In 1796, Klenau commanded the advance guard of Peter Quasdanovich's right column in northern Italy. As the column descended from the Alps at the city of Brescia, reconnaissance found the local French garrison unprepared. At midnight, Klenau led two squadrons of the 8th Hussar Regiment Wurmser (named for its Colonel-Proprietor Dagobert von Wurmser), a battalion of the 37th Infantry Regiment De Vins, and one company of the Mahony Jäger. With their approach masked by fog and darkness, the small force surprised the Brescia garrison on the morning of 30 July, capturing not only the 600–700 French soldiers stationed there, but also three officials of the French Directory: Jean Lannes, Joachim Murat, and François Étienne de Kellermann. However, within two days, Klenau's force had to face Napoleon Bonaparte and 12,000 Frenchmen; his small advance guard was quickly pushed out of Brescia on 1 August. At the subsequent Battle of Lonato of 2–3 August 1796, the French forced Quasdanovich's column to withdraw into the mountains. This isolated Quasdanovich's force from Wurmser's main army by Lake Garda, and freed the French to concentrate on the main force at Castiglione delle Stiviere, further south; Bonaparte's victory at the Battle of Castiglione forced Wurmser across the Mincio River, and allowed the French to return to the siege of Mantua.

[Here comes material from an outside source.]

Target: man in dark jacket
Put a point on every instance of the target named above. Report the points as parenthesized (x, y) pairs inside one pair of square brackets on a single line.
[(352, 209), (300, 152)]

By early September, Klenau's force had rejoined Wurmser's column and fought at the Battle of Bassano on 8 September. Here, the Austrians were outnumbered almost two to one by the French. As the Austrian army retreated, Bonaparte ordered a pursuit that caused the Austrians to abandon their artillery and baggage. Most of the third battalion of the 59th Jordis, and the first battalion of the Border Infantry Banat were captured and these units ceased to exist after this battle. The Austrians lost 600 killed and wounded, and 2,000 captured, plus lost 30 guns, eight colors, and 200 limbers and ammunition waggons. Klenau was with Wurmser's column again as it fought its way to besieged Mantua and he participated in the combat at La Favorita near there on 15 September. This was the second attempt to relieve the fortress; as the Austrians withdrew from the battle, they retreated into Mantua itself, and from 15 September until 2 February 1797, Klenau was trapped in the fortress while the city was besieged. Following the Austrian loss at the Battle of Rivoli, 48 km north of Mantua, on 14–15 January 1797, when clearly there would be no Austrian relief for Mantua, Klenau negotiated conditions of surrender with French General Jean Sérurier, although additional evidence suggests that Bonaparte was present and dictated far more generous terms than Klenau expected. When the garrison capitulated in February, Klenau co-signed the document with Wurmser.

===Peace and the Congress of Rastatt===
Although the Coalition forces—Austria, Russia, Prussia, Great Britain, Sardinia, among others—had achieved several victories at Verdun, Kaiserslautern, Neerwinden, Mainz, Amberg and Würzburg, in Italy the Coalition's achievements were more limited. In northern Italy, despite the presence of the most experienced of the Austrian generals—Dagobert Wurmser—the Austrians could not lift the siege at Mantua, and the efforts of Napoleon in northern Italy pushed Austrian forces to the border of Habsburg lands. Napoleon dictated a cease-fire at Leoben on 17 April 1797, which led to the formal peace treaty, the Treaty of Campo Formio, which went into effect on 17 October 1797.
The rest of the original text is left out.